Прежде всего расстались с вещами, которые ни к чему в невоюющей стране. За кусок сала, который для этой цели выделил Петрович, я выменял у поляка бельгийский пистолет с запасной обоймой.
Как и мы, поляки в переходные дни добывали себе оружие.
То, что они ехали в Канаду, почему-то считалось тайной. Показывая мне пистолет, поляк глядел с подозрением. И сам был подавлен вниманием соседей. Общая тайна лишала его самостоятельности. Мы сидели на его койке, и я, как и он, невольно старался не смотреть по сторонам.
Общая тайна держала их вместе. Не то что из лагеря — из барака они выходили редко. А нас тянуло на улицы города, в трамваи — просто в те места, куда раньше не пускали.
Конечно, нас вело любопытство. Но, садясь в трамвай, вмешиваясь в толпу, заходя в кафе, в котором не было ничего, кроме безалкогольного пива, мы не чувствовали себя шатающимися без дела.
Мы искали то, чего нас лишали несколько лет. Полицая, который приводил в лагерь солдат, мы так и не нашли. Лагерфюрера американцы увели из-под носа. Еще одного полицая встретили в соседнем городке и побили. Но и он остался жив. До сих пор мы не сделали главных шагов, чтобы соединиться с отнятой у нас судьбой.
Входя в кафе, мы с вызовом приглядывались к тем, кто сидел за столиками, ждали, не скажет ли кто-нибудь из них нечто такое, что еще месяц назад непременно бы сказал.
Однажды вслед за нами в трамвай поднялся немец с дочкой и женой. На полном его лице выступали капельки пота. Это был плотный, сильный человек. Его раздражали трамвайная духота и теснота. Но его просто взорвало, когда он понял, за кем поднимался в трамвай и с кем рядом стоит.
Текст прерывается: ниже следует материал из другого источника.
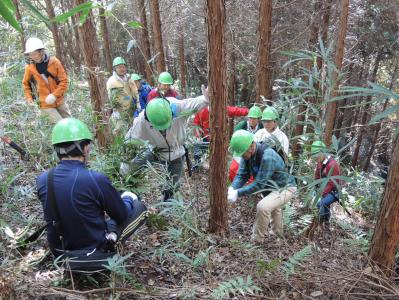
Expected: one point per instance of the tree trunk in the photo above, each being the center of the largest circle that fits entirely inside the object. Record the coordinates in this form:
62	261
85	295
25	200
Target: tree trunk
19	19
54	31
182	63
314	30
156	25
215	18
263	66
106	41
96	78
386	235
331	110
377	127
231	90
363	121
145	41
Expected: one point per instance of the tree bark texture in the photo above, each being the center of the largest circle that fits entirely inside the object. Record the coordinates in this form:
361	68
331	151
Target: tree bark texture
95	77
145	41
377	127
365	115
215	18
386	234
106	41
182	63
263	66
331	110
18	18
54	30
156	25
314	32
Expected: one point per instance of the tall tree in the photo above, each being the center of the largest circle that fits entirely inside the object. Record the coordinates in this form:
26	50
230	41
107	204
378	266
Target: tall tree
385	242
96	78
157	28
215	18
145	41
19	19
331	110
55	32
182	62
314	31
377	126
106	41
263	66
365	114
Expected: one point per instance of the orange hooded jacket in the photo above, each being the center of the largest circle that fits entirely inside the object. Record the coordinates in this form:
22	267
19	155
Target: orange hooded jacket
43	88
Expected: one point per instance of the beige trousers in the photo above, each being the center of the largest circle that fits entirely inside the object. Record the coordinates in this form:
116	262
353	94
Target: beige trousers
56	114
270	208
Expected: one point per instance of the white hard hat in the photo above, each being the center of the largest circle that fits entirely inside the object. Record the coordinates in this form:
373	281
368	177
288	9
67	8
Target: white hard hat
33	44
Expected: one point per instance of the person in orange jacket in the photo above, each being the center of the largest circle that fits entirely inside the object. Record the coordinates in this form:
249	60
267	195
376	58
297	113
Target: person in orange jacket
50	79
201	129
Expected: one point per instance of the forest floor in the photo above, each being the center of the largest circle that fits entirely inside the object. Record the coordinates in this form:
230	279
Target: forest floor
174	257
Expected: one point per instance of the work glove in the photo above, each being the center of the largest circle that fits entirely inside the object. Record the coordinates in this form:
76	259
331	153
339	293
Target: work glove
50	99
133	196
232	195
205	92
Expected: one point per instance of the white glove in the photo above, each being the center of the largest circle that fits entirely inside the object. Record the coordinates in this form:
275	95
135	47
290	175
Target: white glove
205	92
133	196
124	170
232	195
50	99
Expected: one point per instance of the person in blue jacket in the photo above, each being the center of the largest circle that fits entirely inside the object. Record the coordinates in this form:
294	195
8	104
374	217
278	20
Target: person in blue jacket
82	197
144	89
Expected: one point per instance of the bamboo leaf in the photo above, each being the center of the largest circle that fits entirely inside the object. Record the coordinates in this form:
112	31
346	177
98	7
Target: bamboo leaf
135	24
84	8
36	12
7	14
385	113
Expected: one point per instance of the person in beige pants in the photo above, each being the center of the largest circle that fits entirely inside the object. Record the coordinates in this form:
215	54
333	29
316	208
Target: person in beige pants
270	178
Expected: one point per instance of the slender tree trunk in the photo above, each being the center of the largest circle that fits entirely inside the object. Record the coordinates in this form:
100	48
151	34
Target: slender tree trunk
377	127
314	30
386	234
55	32
96	78
263	67
145	42
331	111
106	41
215	18
364	118
19	19
156	25
182	63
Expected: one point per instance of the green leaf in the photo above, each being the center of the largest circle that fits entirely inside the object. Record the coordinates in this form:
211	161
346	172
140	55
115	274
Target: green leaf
7	14
84	7
36	12
130	45
385	113
135	24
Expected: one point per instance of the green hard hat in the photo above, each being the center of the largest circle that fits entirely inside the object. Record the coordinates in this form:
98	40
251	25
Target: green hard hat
135	77
118	61
240	142
159	113
269	114
165	78
317	146
70	130
255	112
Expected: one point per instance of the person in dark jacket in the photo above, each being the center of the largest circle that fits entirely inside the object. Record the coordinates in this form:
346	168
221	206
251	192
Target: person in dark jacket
82	197
326	166
144	89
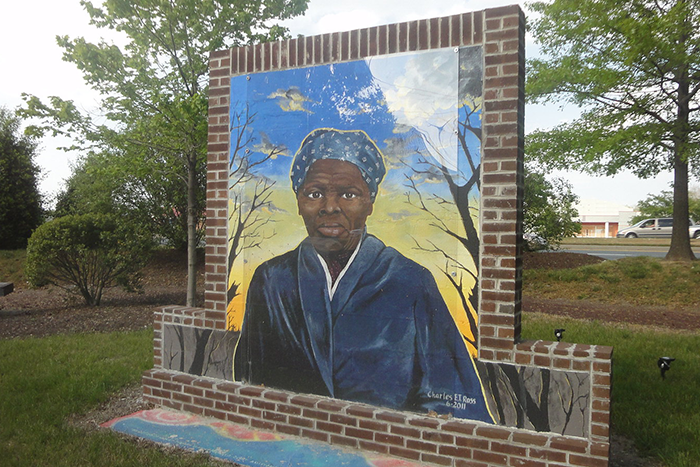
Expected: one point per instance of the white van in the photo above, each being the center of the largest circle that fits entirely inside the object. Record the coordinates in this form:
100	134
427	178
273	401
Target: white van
656	228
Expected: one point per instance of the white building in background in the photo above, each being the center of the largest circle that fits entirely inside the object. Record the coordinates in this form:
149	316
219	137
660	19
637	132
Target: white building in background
603	219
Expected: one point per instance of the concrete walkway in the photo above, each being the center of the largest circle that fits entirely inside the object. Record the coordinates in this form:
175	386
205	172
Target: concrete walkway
240	444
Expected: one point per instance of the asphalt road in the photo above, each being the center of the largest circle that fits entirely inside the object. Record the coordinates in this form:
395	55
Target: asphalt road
621	251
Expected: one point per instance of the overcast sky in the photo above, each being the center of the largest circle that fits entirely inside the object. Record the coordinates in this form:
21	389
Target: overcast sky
31	63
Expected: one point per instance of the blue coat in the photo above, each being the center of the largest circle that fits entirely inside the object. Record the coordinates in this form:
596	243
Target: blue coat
386	338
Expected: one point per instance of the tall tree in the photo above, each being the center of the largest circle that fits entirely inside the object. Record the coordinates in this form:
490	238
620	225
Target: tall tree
154	88
634	68
20	200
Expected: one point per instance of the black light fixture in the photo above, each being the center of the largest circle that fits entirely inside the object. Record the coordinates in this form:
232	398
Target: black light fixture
665	365
559	333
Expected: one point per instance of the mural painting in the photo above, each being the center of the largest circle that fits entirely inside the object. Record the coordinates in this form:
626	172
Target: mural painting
353	230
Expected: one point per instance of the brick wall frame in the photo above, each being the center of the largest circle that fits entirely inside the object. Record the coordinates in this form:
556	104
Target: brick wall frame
421	438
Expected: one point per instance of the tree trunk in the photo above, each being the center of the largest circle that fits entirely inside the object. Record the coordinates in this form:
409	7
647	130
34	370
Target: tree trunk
680	239
191	229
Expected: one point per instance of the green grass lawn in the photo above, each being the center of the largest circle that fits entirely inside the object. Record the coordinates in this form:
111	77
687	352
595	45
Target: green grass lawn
43	381
662	417
638	280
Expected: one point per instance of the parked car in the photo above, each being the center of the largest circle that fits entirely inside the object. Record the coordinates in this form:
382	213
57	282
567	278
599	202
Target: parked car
534	242
659	227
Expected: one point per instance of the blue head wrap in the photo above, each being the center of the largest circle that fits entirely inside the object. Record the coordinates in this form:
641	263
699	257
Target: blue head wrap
350	146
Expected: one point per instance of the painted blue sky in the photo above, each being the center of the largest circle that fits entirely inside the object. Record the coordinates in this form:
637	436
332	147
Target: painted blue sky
407	103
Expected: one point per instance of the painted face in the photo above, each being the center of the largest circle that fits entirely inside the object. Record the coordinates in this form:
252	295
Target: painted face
334	202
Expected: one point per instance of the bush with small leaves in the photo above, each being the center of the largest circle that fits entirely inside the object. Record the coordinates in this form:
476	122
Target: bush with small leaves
85	254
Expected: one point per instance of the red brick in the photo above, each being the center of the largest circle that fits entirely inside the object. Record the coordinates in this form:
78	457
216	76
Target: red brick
360	411
374	425
588	461
391	417
490	457
435	459
329	427
437	437
385	438
493	433
455	451
568	444
405	453
343	441
358	433
373	447
421	445
316	435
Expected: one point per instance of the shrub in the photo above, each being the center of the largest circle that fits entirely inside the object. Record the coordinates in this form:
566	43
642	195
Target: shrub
85	254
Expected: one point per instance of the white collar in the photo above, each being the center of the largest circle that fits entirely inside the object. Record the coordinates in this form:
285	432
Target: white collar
332	287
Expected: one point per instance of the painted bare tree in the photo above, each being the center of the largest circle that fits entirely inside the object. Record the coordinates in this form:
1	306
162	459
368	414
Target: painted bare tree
537	398
249	192
451	155
464	187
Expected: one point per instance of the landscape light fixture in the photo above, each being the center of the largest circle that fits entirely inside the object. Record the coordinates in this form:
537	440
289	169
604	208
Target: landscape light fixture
665	365
559	333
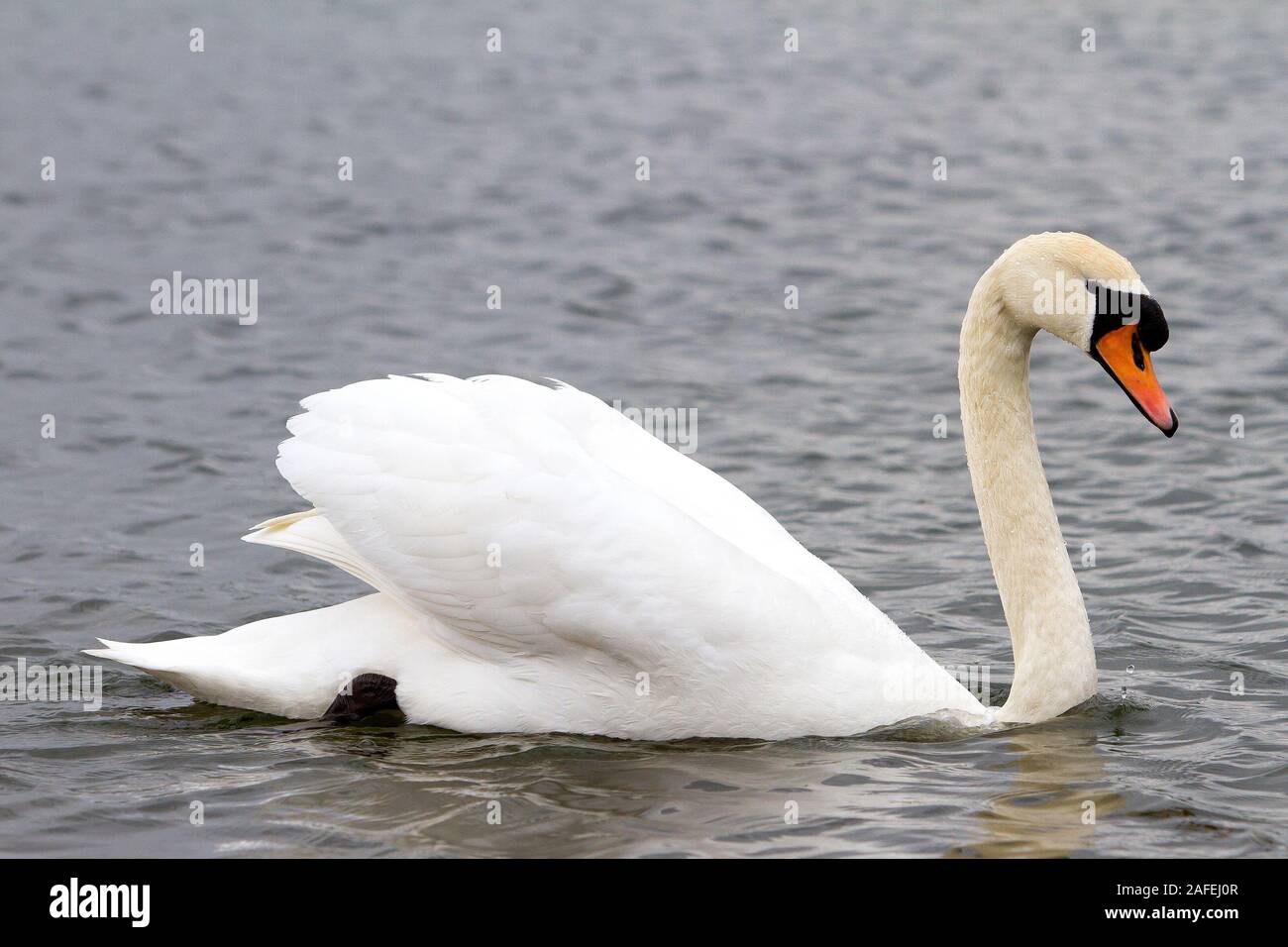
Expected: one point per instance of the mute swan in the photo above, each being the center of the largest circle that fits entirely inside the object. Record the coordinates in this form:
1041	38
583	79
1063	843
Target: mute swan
541	564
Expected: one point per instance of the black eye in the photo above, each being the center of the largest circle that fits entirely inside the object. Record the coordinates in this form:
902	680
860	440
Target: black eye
1153	325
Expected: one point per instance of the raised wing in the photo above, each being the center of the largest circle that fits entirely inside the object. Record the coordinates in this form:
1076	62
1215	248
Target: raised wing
532	519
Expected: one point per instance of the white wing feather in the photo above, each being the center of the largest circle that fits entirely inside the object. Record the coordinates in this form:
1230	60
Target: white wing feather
552	536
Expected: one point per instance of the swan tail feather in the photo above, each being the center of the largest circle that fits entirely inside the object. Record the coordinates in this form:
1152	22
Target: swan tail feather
312	534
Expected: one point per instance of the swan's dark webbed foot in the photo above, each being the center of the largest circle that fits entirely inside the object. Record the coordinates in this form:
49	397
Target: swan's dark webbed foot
369	693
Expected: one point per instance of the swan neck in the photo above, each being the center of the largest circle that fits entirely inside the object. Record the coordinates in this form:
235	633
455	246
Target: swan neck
1055	667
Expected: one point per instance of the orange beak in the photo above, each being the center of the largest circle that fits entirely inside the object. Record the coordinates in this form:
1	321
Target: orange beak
1128	363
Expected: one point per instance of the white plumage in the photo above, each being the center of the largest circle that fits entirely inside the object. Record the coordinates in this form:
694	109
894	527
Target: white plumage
541	564
546	565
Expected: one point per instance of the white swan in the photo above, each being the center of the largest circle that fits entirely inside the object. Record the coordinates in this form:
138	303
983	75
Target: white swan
541	564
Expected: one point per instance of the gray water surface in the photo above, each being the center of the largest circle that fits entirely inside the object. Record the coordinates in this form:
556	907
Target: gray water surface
518	170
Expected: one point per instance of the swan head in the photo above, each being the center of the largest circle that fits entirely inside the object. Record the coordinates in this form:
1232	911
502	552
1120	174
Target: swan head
1093	298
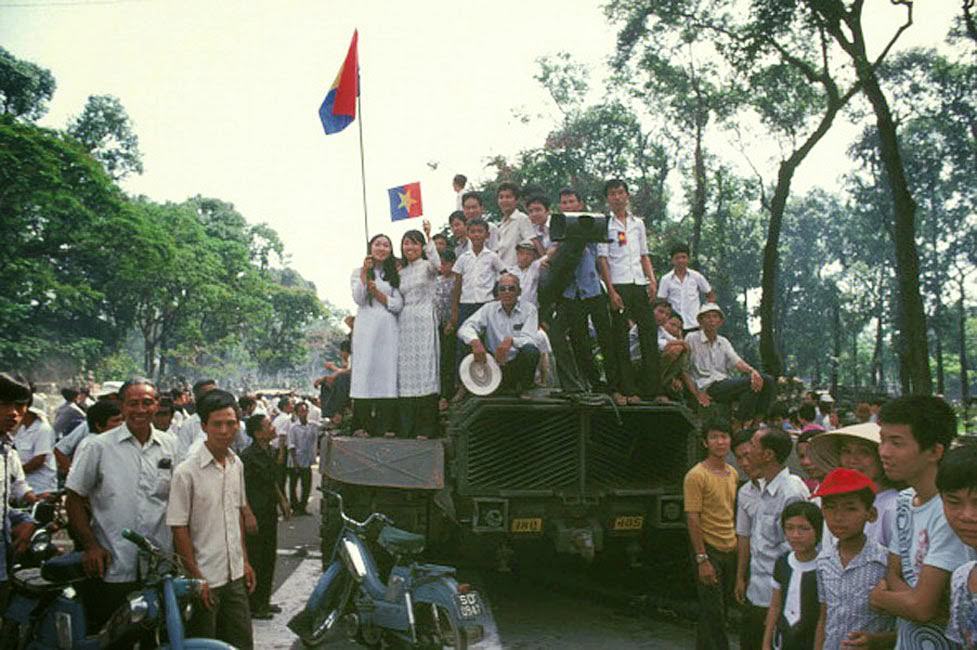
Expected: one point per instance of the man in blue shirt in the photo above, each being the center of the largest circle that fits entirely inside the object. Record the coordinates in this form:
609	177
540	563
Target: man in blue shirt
583	299
15	398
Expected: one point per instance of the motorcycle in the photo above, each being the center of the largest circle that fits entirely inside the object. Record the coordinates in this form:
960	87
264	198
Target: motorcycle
48	513
421	605
44	611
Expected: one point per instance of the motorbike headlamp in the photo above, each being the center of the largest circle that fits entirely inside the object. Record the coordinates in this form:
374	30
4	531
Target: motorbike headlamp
138	608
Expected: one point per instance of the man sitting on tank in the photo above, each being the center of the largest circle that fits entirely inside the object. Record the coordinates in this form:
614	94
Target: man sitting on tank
509	327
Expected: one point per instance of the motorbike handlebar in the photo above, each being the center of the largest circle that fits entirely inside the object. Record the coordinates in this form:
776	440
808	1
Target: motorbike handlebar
360	525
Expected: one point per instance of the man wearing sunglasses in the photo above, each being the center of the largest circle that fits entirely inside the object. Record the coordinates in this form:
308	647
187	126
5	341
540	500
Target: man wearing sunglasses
509	326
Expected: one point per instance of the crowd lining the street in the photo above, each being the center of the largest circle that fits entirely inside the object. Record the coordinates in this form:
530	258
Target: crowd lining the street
858	536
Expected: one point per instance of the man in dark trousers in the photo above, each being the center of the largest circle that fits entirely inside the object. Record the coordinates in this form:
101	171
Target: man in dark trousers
261	486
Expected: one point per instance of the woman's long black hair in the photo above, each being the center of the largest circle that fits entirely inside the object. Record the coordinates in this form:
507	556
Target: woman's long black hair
389	268
417	237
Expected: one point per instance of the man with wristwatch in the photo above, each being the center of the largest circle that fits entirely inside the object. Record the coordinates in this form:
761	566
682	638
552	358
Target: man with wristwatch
710	496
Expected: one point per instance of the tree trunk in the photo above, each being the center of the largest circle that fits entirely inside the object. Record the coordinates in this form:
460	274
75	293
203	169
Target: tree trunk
878	375
938	347
962	334
699	194
912	323
836	348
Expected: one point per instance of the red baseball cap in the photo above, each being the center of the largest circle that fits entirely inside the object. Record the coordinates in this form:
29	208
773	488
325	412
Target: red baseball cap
843	481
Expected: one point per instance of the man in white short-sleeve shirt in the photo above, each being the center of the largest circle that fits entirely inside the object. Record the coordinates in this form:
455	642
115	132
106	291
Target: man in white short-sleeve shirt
915	431
207	513
682	288
625	266
34	441
515	226
712	360
124	476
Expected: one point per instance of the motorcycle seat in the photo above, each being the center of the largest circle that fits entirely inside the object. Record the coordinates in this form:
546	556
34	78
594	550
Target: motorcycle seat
63	569
29	580
400	542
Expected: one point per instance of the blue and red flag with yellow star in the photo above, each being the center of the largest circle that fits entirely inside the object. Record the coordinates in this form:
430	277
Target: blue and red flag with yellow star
338	109
405	201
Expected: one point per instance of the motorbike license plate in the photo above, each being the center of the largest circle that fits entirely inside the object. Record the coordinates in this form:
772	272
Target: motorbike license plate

С нерасчетливостью бешенства — нас было трое — он заорал тем самым голосом, который мы так хорошо знали. Привычным жестом сильной руки показал нам на выход — вон! И первый услышал тишину, которая наступила в трамвае. Руку он опустил, но продолжал орать, уже обращаясь не к нам, а к трамвайным пассажирам.
Может, все произошло неожиданно для него самого. Сработали привычка и раздражение. А теперь было поздно отступать.
Я видел, как расползается серое пятно пота на его белой рубахе. Боковым зрением видел его жену. Она тоже была в чем-то белом или сером. Лицо ее было таким, будто она не успела мужа от чего-то удержать. И только в глазах девочки была ясность. Она ждала от нас послушания. Это было хуже всего.
Тем же боковым зрением я улавливал движение в трамвае, смущение моих напарников, которые еще нерешительно — тоже прислушиваясь к тому, что делается в вагоне, — начали теснить немца к стене.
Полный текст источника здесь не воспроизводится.